Assistenza notturna, il sistema Ki-Ce ha registrato 2.500 persone in tre mesi

6 giugno 2019

 

Familiari, persone di fiducia,badanti, personale di agenzie: sono le persone che trascorrono la notte in ospedale accanto ai malati. Negli ospedali di Piacenza, Castel San Giovanni e Fiorenzuola dal mese di marzo è stato introdotto il software KI-CE che monitora le presenze dalle 20 alle 8. Finora sono state registrate complessivamente 2.487 persone, 356 lavorano per imprese autorizzate. I degenti che più hanno richiesto assistenza (da imprese, familiari e persone di fiducia) erano i ricoverati nei reparti di Ortopedia, Geriatria, Ostetricia, Medicina e Oncologia.
“Il nostro obiettivo – spiega Maria Gamberini, direttore amministrativo Ausl Piacenza – è quello di garantire una sempre maggior sicurezza a chi è ricoverato in reparto durante le ore notturne. In un anno, tra Piacenza e ospedali periferici, possiamo contare diverse migliaia di presenze in questa fascia oraria: sono numeri importanti, soprattutto perché si tratta di persone che si muovono all’interno di un contesto delicato, che merita una particolare attenzione e tranquillità. Il sistema permette, attraverso una rete di totem posizionati in ospedale, di registrare l’identità e la presenza di chi rimane accanto al letto del malato dalle 20.00 alle 8.00. Dobbiamo essere in grado, in qualsiasi momento, di sapere chi si muove nei reparti, a garanzia dei pazienti stessi e anche del personale. È fondamentale per ragioni di sicurezza e tutela della riservatezza. Basti pensare a quali effetti negativi potrebbero avere pratiche non corrette se svolte nei confronti di uno dei ricoverati. Il sistema permette di sapere sempre chi sono le persone presenti in ogni momento”.

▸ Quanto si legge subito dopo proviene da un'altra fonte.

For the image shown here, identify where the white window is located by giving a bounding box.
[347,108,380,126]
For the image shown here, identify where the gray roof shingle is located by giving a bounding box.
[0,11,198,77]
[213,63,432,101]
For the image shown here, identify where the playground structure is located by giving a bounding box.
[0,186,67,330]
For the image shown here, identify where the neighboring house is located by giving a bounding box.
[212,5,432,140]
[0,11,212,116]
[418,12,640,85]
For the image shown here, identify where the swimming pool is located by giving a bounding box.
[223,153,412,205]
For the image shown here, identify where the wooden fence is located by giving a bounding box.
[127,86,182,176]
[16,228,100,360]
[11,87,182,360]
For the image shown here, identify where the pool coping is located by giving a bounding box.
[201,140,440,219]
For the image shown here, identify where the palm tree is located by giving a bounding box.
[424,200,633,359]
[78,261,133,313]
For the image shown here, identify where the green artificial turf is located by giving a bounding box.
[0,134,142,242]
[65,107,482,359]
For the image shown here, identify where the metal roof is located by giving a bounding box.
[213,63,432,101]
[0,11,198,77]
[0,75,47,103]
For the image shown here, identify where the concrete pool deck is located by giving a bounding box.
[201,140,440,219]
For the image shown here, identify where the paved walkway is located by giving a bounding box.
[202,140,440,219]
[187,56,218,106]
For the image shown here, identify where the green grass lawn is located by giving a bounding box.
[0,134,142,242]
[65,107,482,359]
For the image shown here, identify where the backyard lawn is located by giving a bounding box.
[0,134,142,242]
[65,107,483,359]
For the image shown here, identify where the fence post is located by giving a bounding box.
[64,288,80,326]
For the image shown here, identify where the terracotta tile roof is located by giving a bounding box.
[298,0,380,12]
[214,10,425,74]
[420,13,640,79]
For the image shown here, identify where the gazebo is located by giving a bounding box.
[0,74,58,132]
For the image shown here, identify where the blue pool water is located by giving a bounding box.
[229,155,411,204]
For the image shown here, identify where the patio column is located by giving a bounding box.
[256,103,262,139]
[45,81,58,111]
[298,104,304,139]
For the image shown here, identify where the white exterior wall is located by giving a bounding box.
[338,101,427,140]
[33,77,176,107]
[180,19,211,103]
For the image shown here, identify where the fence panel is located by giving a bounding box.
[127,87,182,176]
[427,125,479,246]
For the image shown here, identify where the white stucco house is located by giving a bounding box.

Come funziona – Chi vuole effettuare assistenza non sanitaria a un ricoverato durante la notte deve preventivamente rivolgersi al personale del reparto. Attraverso un’etichetta con codice a barre, potrà poi utilizzare una delle postazioni KI-CE per registrarsi e dichiarare la propria presenza. Il software identifica e archivia le generalità della persona. Anche il personale delle agenzie accreditate deve effettuare questa registrazione: in questo caso, oltre ai dati della persona che effettua l’assistenza non sanitaria, compariranno anche le informazioni relative alla società per cui viene effettuato il lavoro. Dopo una fase sperimentale in Ortopedia e traumatologia, il progetto è ufficialmente attivo da marzo, con progressivo coinvolgimento dei reparti a Piacenza e poi anche negli ospedali di Castel San Giovanni e Fiorenzuola.